I was feeling no reason to live, I have nothing in life besides trying to survive mothers stupid games. I didn't want her to think she could win because I wasn't going to let that happen. I was beginning to believe there was no God. When mom would hit me, or make me play her "games" i felt as if she was just taking aggressions out on a rag doll, and I didn't care because I was beginning to be motionless and felt as if i was a robot. I now called mother "Bitch", She didn't deserve to know the feeling of what being called mom was like. My mind, imagination and dreams were dead and gone, I was no longer myself. suffering through all my chores and the bitched games, I knew i had only one less day to live.

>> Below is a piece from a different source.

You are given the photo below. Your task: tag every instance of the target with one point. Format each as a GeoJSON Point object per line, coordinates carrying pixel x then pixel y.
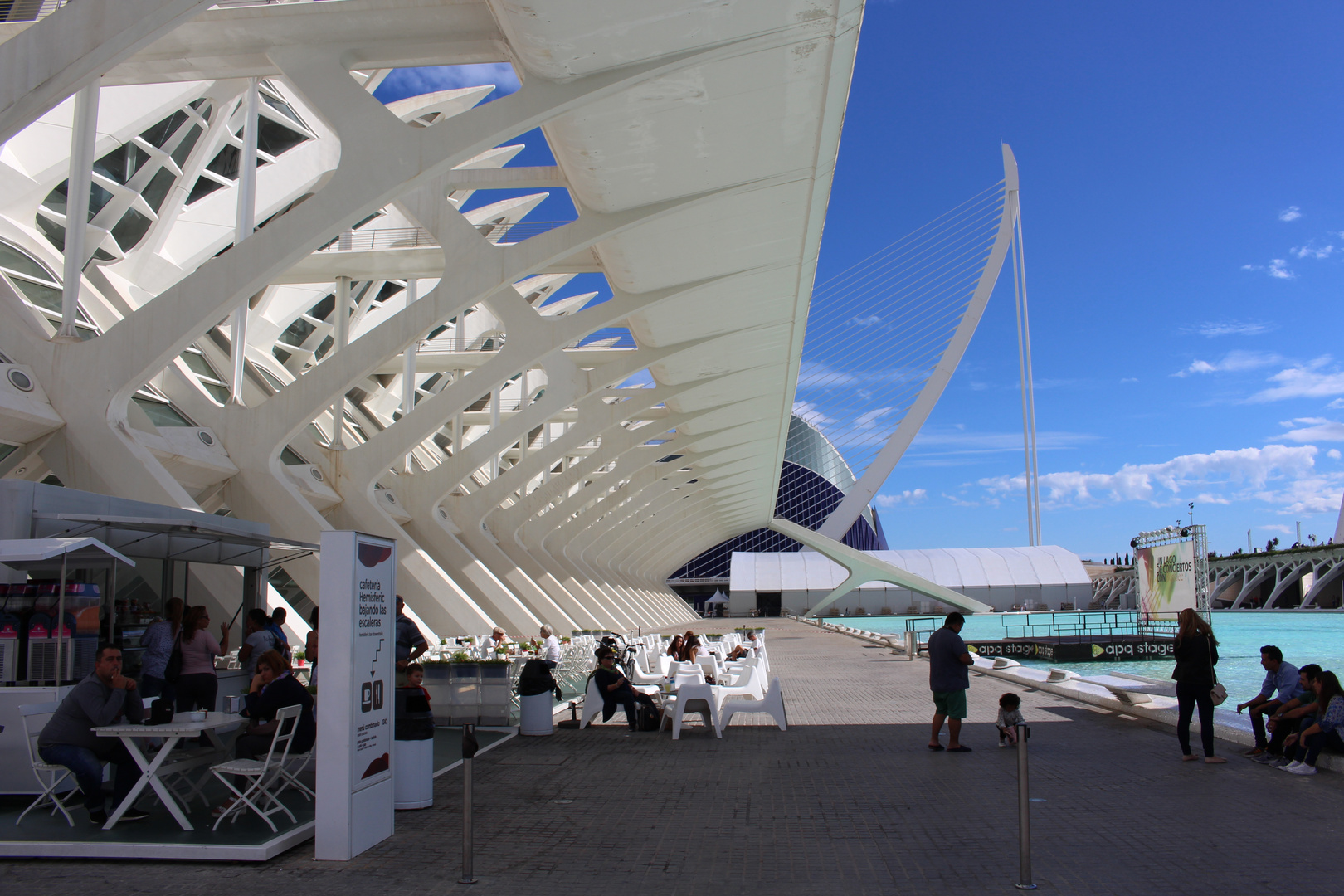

   When ever i was given the chance to eat, I devoured it like  homeless dog eating what could be my last meal in life. I was nothing but a family slave. And my brothers didn't make anything better, they also abused me and pushed me around. Kids picked on me everyday, Aggie Made fun of me and she also brought her friends with her. She made sure she rubbed in my face her fancy cloths, and told me she hated me and wanted me to just drop down dead. I was at the point I stopped trying to do anything. Mother tried the gas chambers once again, she made sure i had no rags and that all the air was were closed up. Life was getting worse and worse every day. Dad completely stopped returning home, one day he stopped by, but only to get his things. He was moving out, he told me he couldn't take it, the house, mother, me, none of it. He wouldn't take me and i didn't understand why. I knew this life would get worse, but I also knew I would survive for some reason.